Recentemente, comprei uma televisão. Na hora de preparar a nota fiscal, o vendedor perguntou: “O senhor quer uma garantia estendida para mais dois anos? A gente divide em até doze parcelas sem juros”. Respondi: “Só se for pra mim com mais cinquenta anos de garantia e com pagamento parcelado”. Brincadeiras à parte, como psicanalistas sabemos que o humano – em seu corpo subjetivo – não conta com assistência técnica 24h, onde se possa levar a vida para ser consertada, trocar uma ou mais peças e, pronto, tudo novo. Por outro lado, para o corpo, em sua dimensão biológica, a medicina e várias áreas afins têm ampliado as possibilidades para a troca de peças. Substitui um osso por uma prótese. Troca coração, fígado, rim, olhos etc. Produz vacinas, fármacos que diariamente salvam milhões de vidas ao redor do planeta. Possibilitam uma vida com menos desconfortos e limites físicos. Inclusive, com as novas tecnologias, será cada dia mais comum criar órgãos artificiais em impressoras 3D.

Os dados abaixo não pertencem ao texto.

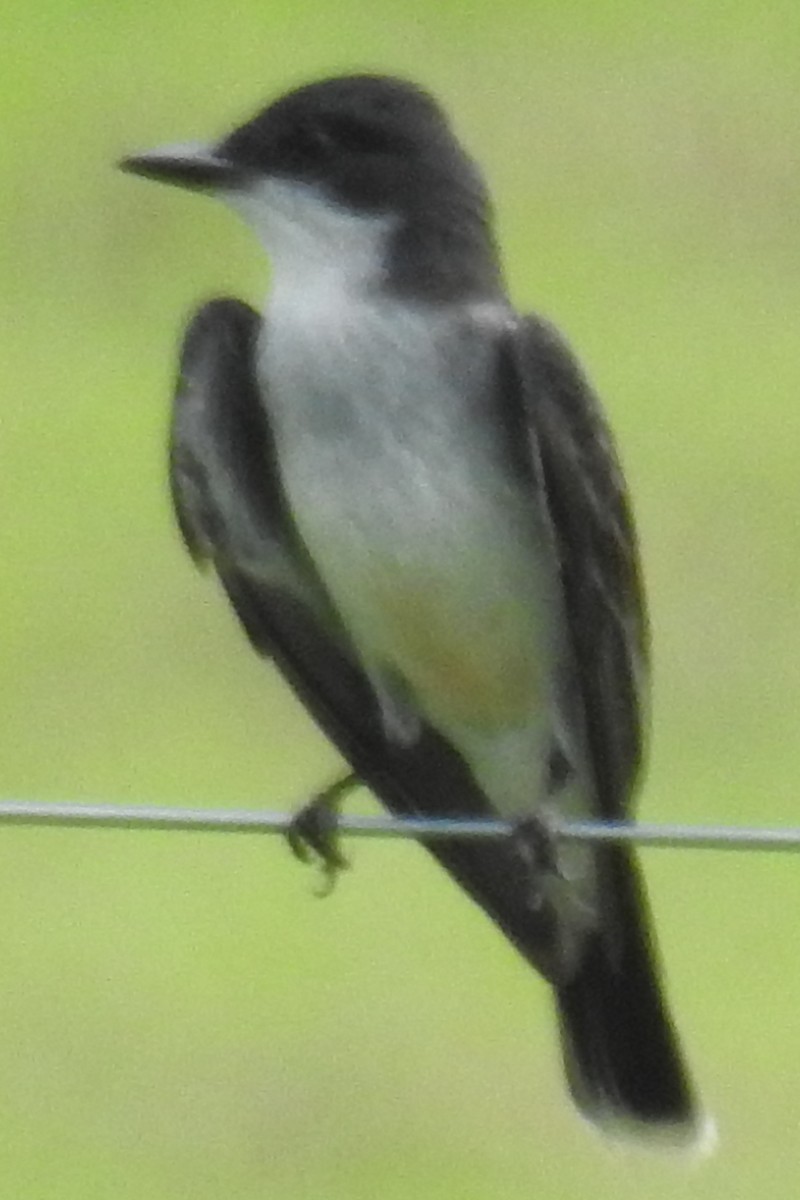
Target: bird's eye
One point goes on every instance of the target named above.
(311, 142)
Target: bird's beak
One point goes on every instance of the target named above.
(188, 165)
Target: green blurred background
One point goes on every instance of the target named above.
(179, 1015)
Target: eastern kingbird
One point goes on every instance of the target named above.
(413, 502)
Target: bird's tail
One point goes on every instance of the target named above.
(623, 1060)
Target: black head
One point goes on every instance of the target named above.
(372, 144)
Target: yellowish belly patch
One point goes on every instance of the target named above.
(479, 669)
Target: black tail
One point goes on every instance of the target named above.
(623, 1060)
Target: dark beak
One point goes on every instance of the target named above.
(188, 165)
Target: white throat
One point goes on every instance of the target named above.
(313, 244)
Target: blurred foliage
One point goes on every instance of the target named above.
(179, 1015)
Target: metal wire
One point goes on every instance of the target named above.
(126, 816)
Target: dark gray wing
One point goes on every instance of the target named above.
(623, 1057)
(227, 491)
(596, 547)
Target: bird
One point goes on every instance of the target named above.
(413, 501)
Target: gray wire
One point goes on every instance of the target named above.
(127, 816)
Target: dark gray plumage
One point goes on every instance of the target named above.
(377, 155)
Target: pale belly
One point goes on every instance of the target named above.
(439, 581)
(396, 473)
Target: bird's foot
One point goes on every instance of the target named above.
(313, 833)
(537, 846)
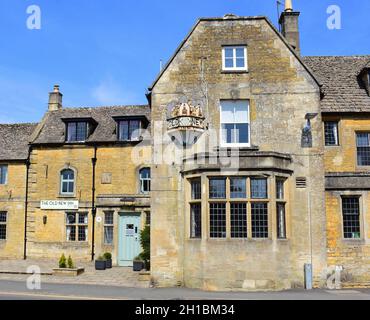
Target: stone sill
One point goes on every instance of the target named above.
(68, 272)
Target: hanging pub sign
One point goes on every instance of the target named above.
(59, 204)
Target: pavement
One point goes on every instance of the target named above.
(15, 270)
(17, 290)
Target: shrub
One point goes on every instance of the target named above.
(107, 256)
(145, 243)
(101, 258)
(63, 262)
(70, 263)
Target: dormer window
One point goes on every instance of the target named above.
(129, 130)
(77, 131)
(234, 58)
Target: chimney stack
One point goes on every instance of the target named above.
(289, 22)
(55, 99)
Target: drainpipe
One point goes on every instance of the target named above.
(28, 162)
(93, 208)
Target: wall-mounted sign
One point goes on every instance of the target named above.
(59, 204)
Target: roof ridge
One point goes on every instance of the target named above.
(102, 107)
(332, 56)
(20, 124)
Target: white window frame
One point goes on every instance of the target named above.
(5, 224)
(69, 180)
(108, 225)
(225, 144)
(77, 226)
(234, 68)
(141, 179)
(2, 167)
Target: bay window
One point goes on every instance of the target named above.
(235, 126)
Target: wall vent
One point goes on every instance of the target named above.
(301, 182)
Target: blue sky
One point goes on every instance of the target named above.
(106, 52)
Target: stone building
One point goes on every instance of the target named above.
(345, 110)
(250, 163)
(13, 187)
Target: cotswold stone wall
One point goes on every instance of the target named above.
(12, 201)
(281, 93)
(50, 240)
(349, 179)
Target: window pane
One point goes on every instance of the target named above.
(241, 111)
(70, 218)
(241, 133)
(217, 220)
(238, 188)
(281, 224)
(82, 218)
(71, 233)
(71, 131)
(240, 63)
(196, 220)
(2, 231)
(229, 52)
(229, 63)
(196, 189)
(363, 140)
(279, 189)
(108, 217)
(123, 130)
(331, 133)
(363, 149)
(217, 188)
(81, 133)
(351, 218)
(238, 220)
(108, 235)
(259, 220)
(3, 174)
(259, 188)
(3, 217)
(134, 132)
(82, 233)
(227, 112)
(240, 52)
(70, 187)
(144, 180)
(363, 156)
(228, 133)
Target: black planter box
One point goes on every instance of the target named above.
(108, 264)
(100, 264)
(138, 265)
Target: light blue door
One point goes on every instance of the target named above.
(128, 238)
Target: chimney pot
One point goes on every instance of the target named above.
(289, 22)
(288, 6)
(55, 99)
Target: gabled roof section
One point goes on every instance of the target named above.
(343, 90)
(232, 18)
(53, 129)
(14, 140)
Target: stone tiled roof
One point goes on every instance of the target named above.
(14, 140)
(343, 92)
(53, 128)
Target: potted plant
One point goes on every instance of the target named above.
(145, 244)
(63, 262)
(108, 258)
(100, 263)
(139, 264)
(142, 261)
(67, 267)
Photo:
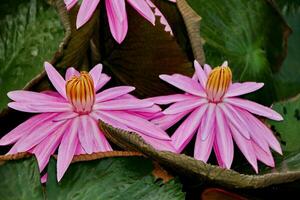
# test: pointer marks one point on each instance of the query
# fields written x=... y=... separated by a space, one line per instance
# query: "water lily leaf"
x=111 y=178
x=20 y=179
x=251 y=35
x=287 y=80
x=195 y=169
x=146 y=52
x=30 y=33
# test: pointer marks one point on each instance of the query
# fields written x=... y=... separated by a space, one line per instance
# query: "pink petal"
x=38 y=135
x=56 y=79
x=67 y=149
x=203 y=148
x=166 y=121
x=47 y=147
x=264 y=156
x=86 y=11
x=113 y=93
x=183 y=106
x=163 y=100
x=103 y=80
x=235 y=119
x=224 y=139
x=122 y=104
x=37 y=107
x=100 y=142
x=138 y=124
x=245 y=146
x=186 y=130
x=71 y=72
x=28 y=96
x=254 y=108
x=184 y=83
x=208 y=121
x=265 y=133
x=96 y=73
x=207 y=69
x=143 y=9
x=117 y=18
x=237 y=89
x=201 y=74
x=85 y=134
x=25 y=128
x=70 y=3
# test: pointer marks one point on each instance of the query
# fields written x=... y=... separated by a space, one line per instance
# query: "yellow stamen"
x=81 y=93
x=218 y=82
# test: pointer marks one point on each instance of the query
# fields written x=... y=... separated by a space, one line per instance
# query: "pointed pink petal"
x=41 y=107
x=201 y=74
x=87 y=8
x=143 y=9
x=100 y=142
x=47 y=147
x=122 y=104
x=207 y=69
x=186 y=130
x=203 y=148
x=265 y=133
x=56 y=79
x=67 y=149
x=138 y=124
x=235 y=119
x=237 y=89
x=264 y=156
x=245 y=146
x=254 y=108
x=183 y=106
x=85 y=134
x=208 y=121
x=166 y=121
x=38 y=135
x=71 y=72
x=117 y=18
x=224 y=139
x=113 y=93
x=103 y=80
x=96 y=73
x=184 y=83
x=28 y=96
x=163 y=100
x=25 y=128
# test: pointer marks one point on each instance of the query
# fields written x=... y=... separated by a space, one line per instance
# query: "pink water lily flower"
x=68 y=119
x=117 y=15
x=218 y=116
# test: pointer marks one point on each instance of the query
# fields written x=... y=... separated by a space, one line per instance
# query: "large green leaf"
x=111 y=178
x=20 y=179
x=287 y=80
x=30 y=33
x=206 y=173
x=251 y=35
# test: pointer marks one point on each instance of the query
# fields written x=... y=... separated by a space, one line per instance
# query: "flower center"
x=81 y=93
x=218 y=82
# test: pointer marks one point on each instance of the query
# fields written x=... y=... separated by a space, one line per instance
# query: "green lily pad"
x=251 y=35
x=20 y=179
x=111 y=178
x=30 y=33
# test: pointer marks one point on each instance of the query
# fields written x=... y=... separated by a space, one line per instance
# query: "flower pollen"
x=81 y=93
x=218 y=83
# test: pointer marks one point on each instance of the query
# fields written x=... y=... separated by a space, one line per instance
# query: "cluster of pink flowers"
x=66 y=120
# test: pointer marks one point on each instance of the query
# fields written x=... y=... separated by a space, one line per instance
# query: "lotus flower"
x=218 y=116
x=69 y=117
x=117 y=15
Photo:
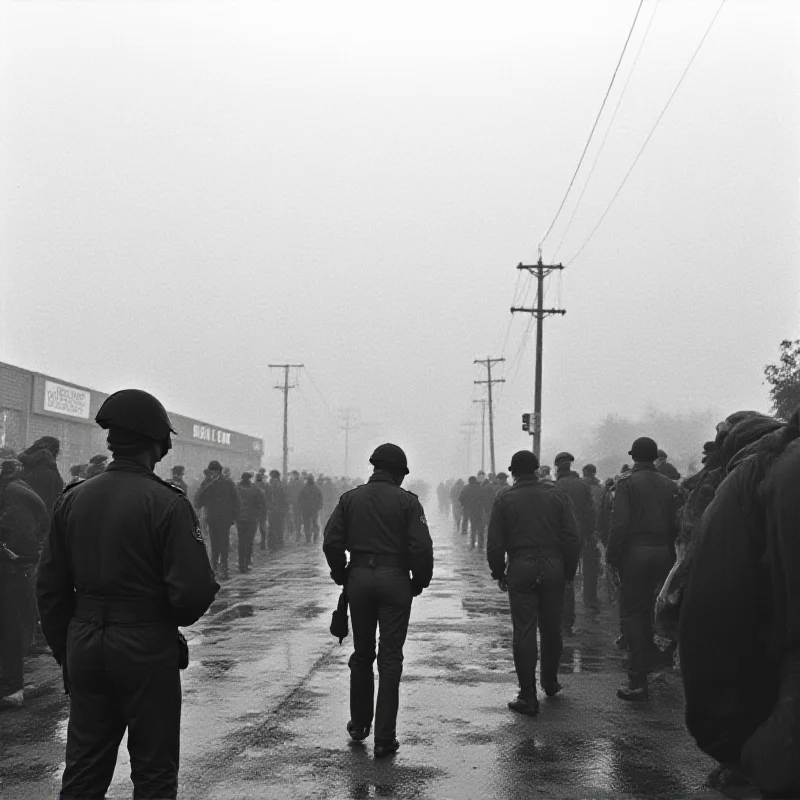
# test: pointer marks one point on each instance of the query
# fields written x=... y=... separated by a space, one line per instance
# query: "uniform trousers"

Alguns transhumanistas acreditam que, em um futuro não muito distante, os corpos humanos serão indestrutíveis. Será? De qualquer forma, há um outro corpo que o sujeito carrega e sustenta. Um corpo em sua dimensão subjetiva, atravessado pela linguagem. Corpo inserido na cultura, no mal-estar da civilização. Corpo que não pode ser ‘consertado’ com reposição de peças. A medicina, por meio de tecnologias de ponta, pode eliminar ou minimizar as rugas de um rosto. Mas, é incapaz de lidar com as marcas, os traumas que o corpo subjetivo traz.
A psicanálise, logo de início, priorizou esse corpo. Um corpo que não precisa ser consertado. Só precisa ser escutado. Como disse Anna O., a paciente que inaugurou a psicanálise: “Deixa eu falar, deixa eu limpar a minha chaminé”. Ainda hoje, cabe a cada psicanalista oferecer esse espaço de escuta. Acolher o sujeito em seu sintoma. Não para consolá-lo ou para se identificar com sua queixa. Muito menos para consertá-lo. O que se espera ao final de um processo analítico é que o sujeito saiba lidar com seus sintomas e esteja em condições de concertar: criar uma sinfonia única para se sustentar na vida.